Figure 1-4. Lymph node. Discrete B and T cell zones are found.

Reticuloendothelial System (RES)

The second major cellular system, the RES, (Fig. 1-1) harbors macrophages, which are cells that play major roles in 1) defending against many microbial pathogens and 2) generating specific immune responses by processing protein antigens and presenting the resultant peptide antigen fragments in the context of MHC molecules to T cells. The system consists of 1) monocytes in the blood, 2) macrophages in the liver, spleen, lymph nodes, thymus, bone marrow, connective tissues, and submucosal tissues of the respiratory and alimentary tracts, 3) dendritic cells in lymph nodes, 4) Langerhans cells in skin, and 4) glial cells in the central nervous system. Macrophages not only operate in direct defense (phagocytosis and intracellular killing) but also marshal other parts of the immune system, such as T lymphocytes (see section on T lymphocytes) (Table 1-1).

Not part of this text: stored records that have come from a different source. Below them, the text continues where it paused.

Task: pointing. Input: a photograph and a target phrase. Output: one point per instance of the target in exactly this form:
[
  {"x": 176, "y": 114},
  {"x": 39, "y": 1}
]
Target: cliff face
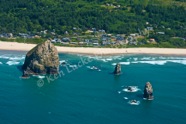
[
  {"x": 148, "y": 91},
  {"x": 117, "y": 69},
  {"x": 42, "y": 59}
]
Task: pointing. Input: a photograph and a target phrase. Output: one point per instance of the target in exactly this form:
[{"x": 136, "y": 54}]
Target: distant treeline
[{"x": 114, "y": 16}]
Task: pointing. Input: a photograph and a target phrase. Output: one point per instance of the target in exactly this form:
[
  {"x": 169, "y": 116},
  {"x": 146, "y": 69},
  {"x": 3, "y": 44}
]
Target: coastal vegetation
[{"x": 164, "y": 20}]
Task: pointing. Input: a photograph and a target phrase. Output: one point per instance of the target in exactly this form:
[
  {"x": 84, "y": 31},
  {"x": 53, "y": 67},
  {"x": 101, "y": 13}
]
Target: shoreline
[{"x": 14, "y": 46}]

Molecular Communications in the Immune System

Cells of the immune system have profound immunoregulatory influences on each other. This regulation is mediated in large part by potent bioactive molecules, called cytokines, which may have autocrine, paracrine, or systemic effects. These polypeptides and glycoproteins are produced by diverse types of cells and act on many different types of cells by binding to high affinity receptors on their surfaces. Their functions include 1) activating or attracting specific types of leukocytes, 2) regulating cell division, 3) modulating the production or actions of other cytokines, 4) promoting or abrogating inflammation, 5) directing certain cells to switch the types of proteins that they produce, and 6) influencing the production of cellular or humoral immunity. Those produced principally by lymphocytes have been termed lymphokines and those principally produced by monocytes and macrophages, monokines. Interleukin is also used to designate many of these agents.

A detailed description of the sources, target cells, and principal functions of these agents is beyond the scope of this presentation, but a synopsis of that information is found in Table 1-2 and the specific roles of certain cytokines are discussed in sections of this chapter that will follow.

Ligands, such as surface molecules, on certain cells of the immune system that bind to receptors on other types of cells may activate the cells bearing the receptors and thus modulate immune responses. Interactions between T cell receptors and the processed peptide in the context of the MHC molecule are examples of the importance of such ligand (peptide)-receptor (T cell receptor) interactions in the immune system.